Of course, you have NO evidence, no one ever has, and your are going nowhere with your wittle philosophical clap trap version of God of the Gaps/the GodDidIt Fallacy. (aka Argument from Ignorance)
Laying aside your imbecilic notion that biochemistry is abiogenesis, your fantasy that we are somehow closer today to achieving that which is manifestly impossible (i.e., demonstrating/observing abiogenesis in the lab or anywhere else), indeed, your delusion that we are any closer today to explaining how the mere chemistry of nature arranged the prebiotic, organic precursors of life to produce anything more than a dead-end pile of organic gobbledygook than we were 70 years ago, your failure to answer my question regarding the origin of the self-replicating catalytic amyloids (peptide enzymes), your failure to answer my questions regarding the origin and identity of the even more complex compounds that produced them, your false and boorish ad hominem, your feloniously abject contention that the Miller-Urey experiments reproduced early-earth conditions. . . .
(By the way, a warrant for your arrest has been issued for the latter, and I'm about to serve it.)
Well, since you want to discuss Miller-Urey, let's start here. As I need not repeat myself, the following is copied-and-pasted from my (Michael Rawlings', a.k.a., Ringtone's) article "
Abiogenesis: The Unholy Grail of Atheism".
The underlying hypothesis of Miller-Urey has been falsified for years. Also, the experiment’s conditions were shown to be incongruent and the results, negative. The reasons for this are legion and complex, yet textbooks continue to relate this experiment with the same sort of fanfare in the above as if it were still something more than a historical footnote. An avalanche of innumerable Internet sites—most of them that of atheist know-nothings—continue to tout it as being something that still matters along with theory that is years, even decades, behind current science.
For example, it doesn’t appear that . . . [abu afak's] source knows that the Earth’s atmosphere was oxygen-rich much earlier than he supposes, generally more oxidizing than reducing—necessary for life, but not friendly to the formation of amino acids. In other words, the actual conditions were considerably more hostile to the prospects of abiogenesis than those of the Miller-Urey experiments. The primordial soup keeps getting driven deeper and deeper into the ocean, where, once again, another battery of problematic conditions confound the imbecilic notion of chemical evolution. . . .

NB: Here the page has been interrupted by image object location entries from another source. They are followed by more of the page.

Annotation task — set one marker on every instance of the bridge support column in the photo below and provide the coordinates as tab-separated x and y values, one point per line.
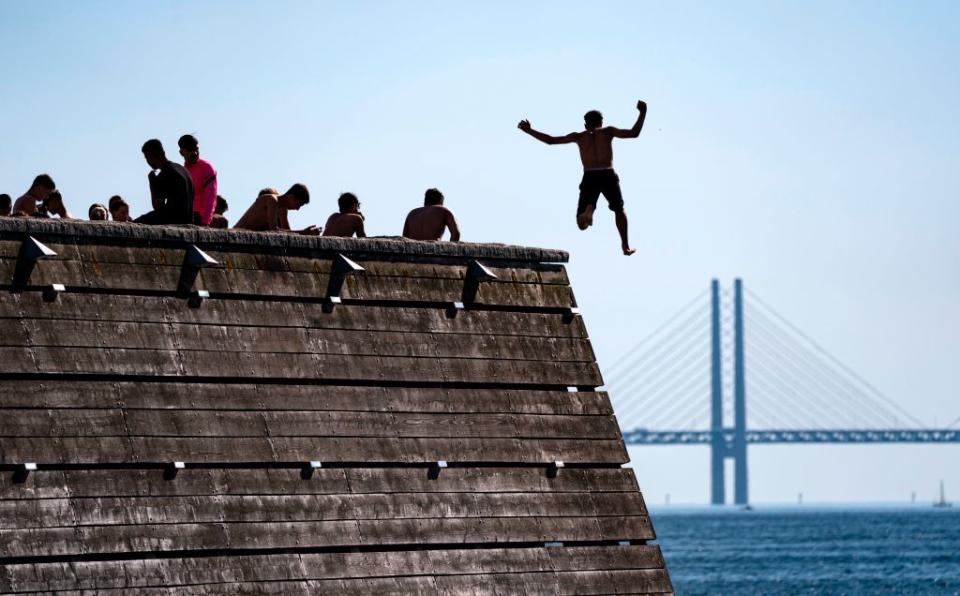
740	496
717	446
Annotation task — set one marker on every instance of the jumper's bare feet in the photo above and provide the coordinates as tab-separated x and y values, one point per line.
585	219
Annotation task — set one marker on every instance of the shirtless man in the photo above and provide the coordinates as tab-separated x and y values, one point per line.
429	221
269	212
39	191
348	221
596	154
53	205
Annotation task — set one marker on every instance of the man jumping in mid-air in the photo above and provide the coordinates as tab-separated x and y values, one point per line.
596	153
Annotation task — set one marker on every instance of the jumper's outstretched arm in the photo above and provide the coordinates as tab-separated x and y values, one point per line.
545	138
634	132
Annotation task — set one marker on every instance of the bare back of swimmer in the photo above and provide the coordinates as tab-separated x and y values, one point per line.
596	154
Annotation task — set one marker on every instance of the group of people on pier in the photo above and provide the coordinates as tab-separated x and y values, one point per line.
187	194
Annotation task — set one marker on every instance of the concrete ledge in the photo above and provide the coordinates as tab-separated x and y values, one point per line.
87	232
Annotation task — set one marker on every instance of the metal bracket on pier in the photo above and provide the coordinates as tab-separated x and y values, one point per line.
307	472
570	313
435	468
196	298
476	274
554	468
454	308
170	472
342	267
193	261
22	471
51	293
30	252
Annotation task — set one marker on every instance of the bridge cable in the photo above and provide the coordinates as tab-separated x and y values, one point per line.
681	386
821	388
658	330
831	378
650	363
688	369
668	415
835	360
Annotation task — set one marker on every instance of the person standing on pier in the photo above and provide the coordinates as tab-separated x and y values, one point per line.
204	178
171	188
596	155
430	221
269	212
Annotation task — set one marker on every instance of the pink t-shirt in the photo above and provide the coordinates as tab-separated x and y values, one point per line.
204	189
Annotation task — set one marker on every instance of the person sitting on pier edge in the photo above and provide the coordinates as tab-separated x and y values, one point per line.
348	221
596	155
171	189
428	222
119	209
98	212
204	179
42	186
53	205
269	212
219	220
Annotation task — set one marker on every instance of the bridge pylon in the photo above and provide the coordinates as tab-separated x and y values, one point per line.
720	447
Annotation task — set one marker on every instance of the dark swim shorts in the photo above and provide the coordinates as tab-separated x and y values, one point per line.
597	182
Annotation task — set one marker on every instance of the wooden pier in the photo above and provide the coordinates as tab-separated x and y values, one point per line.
186	410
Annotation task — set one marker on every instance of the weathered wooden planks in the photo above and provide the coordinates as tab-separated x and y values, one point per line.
122	278
262	313
245	482
259	380
234	338
133	449
528	272
125	511
207	572
169	395
294	367
284	534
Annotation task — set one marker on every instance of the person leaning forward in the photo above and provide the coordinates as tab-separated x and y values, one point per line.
429	222
171	188
269	211
348	220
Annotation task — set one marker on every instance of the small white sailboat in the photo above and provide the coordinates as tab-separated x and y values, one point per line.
943	499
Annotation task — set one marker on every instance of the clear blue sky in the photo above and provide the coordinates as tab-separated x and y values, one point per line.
811	148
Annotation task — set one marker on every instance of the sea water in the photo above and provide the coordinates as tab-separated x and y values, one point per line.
811	550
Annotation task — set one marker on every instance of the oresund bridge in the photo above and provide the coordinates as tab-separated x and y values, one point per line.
687	384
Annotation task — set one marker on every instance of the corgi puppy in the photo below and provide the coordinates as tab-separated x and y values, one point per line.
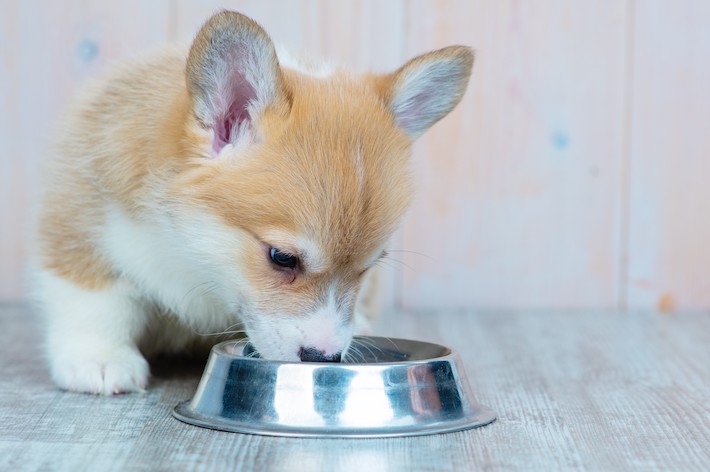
226	189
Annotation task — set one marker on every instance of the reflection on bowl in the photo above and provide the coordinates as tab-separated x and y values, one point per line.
398	387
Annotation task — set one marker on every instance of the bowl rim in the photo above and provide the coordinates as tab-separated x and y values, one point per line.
449	354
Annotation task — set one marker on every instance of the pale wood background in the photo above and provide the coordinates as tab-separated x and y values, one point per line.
575	174
609	393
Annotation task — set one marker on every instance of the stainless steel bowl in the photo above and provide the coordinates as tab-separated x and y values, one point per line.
397	387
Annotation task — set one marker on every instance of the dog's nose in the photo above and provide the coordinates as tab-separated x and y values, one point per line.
311	354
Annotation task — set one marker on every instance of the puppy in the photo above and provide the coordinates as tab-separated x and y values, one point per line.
230	190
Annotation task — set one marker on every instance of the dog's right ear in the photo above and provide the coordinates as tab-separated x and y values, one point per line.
232	75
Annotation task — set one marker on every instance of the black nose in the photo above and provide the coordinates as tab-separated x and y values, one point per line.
311	354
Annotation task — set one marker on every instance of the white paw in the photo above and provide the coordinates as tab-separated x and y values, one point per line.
106	372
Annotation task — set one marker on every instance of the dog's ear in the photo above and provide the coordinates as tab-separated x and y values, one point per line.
428	87
232	75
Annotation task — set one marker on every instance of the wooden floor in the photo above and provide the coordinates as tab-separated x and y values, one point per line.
573	391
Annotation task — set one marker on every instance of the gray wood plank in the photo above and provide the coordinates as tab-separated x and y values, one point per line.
574	391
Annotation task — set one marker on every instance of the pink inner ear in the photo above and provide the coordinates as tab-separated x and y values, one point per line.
229	124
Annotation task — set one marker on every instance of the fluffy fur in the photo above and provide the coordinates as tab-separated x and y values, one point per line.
176	176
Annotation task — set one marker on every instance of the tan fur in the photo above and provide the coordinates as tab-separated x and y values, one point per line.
325	164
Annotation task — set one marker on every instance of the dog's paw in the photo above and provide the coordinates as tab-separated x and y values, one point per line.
108	372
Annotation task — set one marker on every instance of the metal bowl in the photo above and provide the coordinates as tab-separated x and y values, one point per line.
397	387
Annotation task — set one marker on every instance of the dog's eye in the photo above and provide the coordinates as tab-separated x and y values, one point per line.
283	259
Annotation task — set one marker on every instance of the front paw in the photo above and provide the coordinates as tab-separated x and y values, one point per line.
103	372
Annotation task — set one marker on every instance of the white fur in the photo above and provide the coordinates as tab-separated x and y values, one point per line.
425	93
92	337
326	329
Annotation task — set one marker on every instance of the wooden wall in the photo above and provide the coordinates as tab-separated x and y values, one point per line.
575	174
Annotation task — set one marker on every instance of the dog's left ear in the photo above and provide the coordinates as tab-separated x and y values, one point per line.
428	87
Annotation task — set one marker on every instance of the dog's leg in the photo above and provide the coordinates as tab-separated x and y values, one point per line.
92	337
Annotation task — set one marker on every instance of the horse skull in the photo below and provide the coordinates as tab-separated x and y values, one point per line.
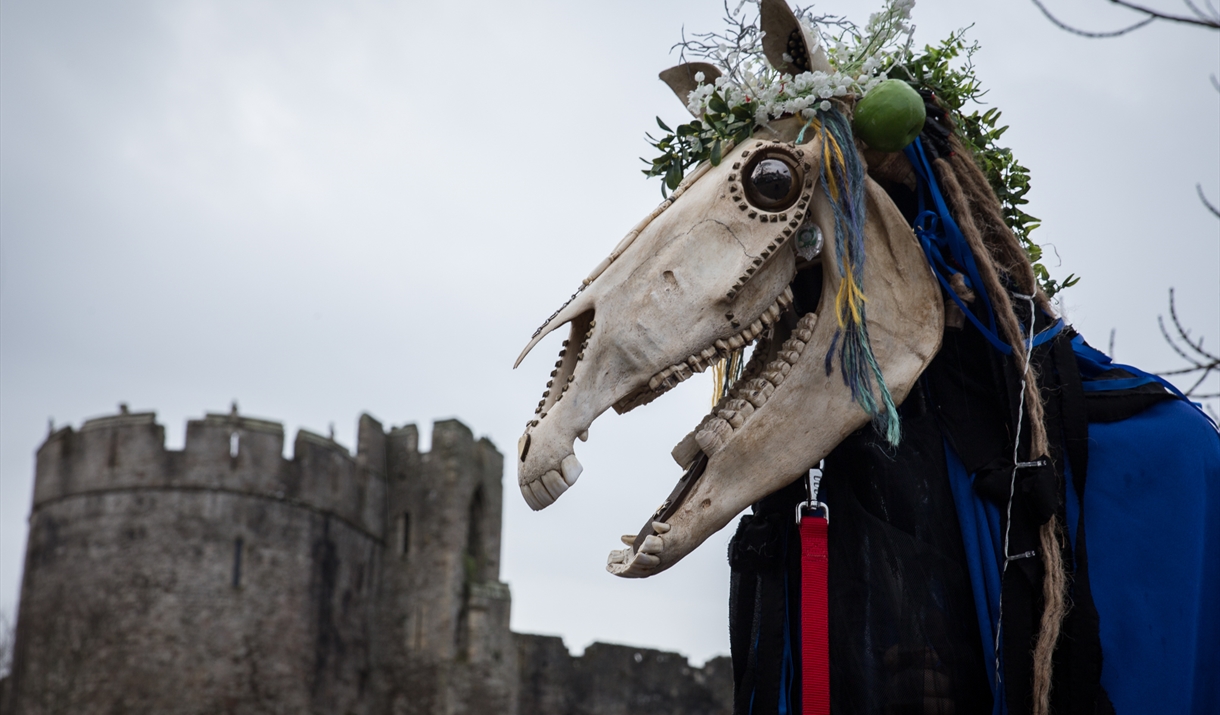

. . . What was actually produced in the published Miller-Urey experiment of 1953 were 5 amino acids (3 of the 20 fundamentals of life) and the molecular constituents of others. The dominant material produced in the experiment was an insoluble, carcinogenic mixture of tar—large compounds of toxic melanoids, a common end product in organic reactions. However, it was recently discovered that the published experiment actually entailed the production of 14 amino acids (6 of the 20 fundamentals of life) and 5 amines in various concentrations. In 1952, the technology needed to detect the other trace amounts of organic material was not available. But the unpublished Miller-Urey experiments conducted over the next several years show that a modified version of Miller’s original apparatus featuring a volcanic-like, spark discharge system, which increased air flow with a tapering glass aspirator, produced 22 amino acids (9 of the fundamentals of life) and the same 5 amines.
Question,
abu afak: what of ultimate significance, precisely, did the Miller-Urey experiments falsify relative to their underlying hypothesis?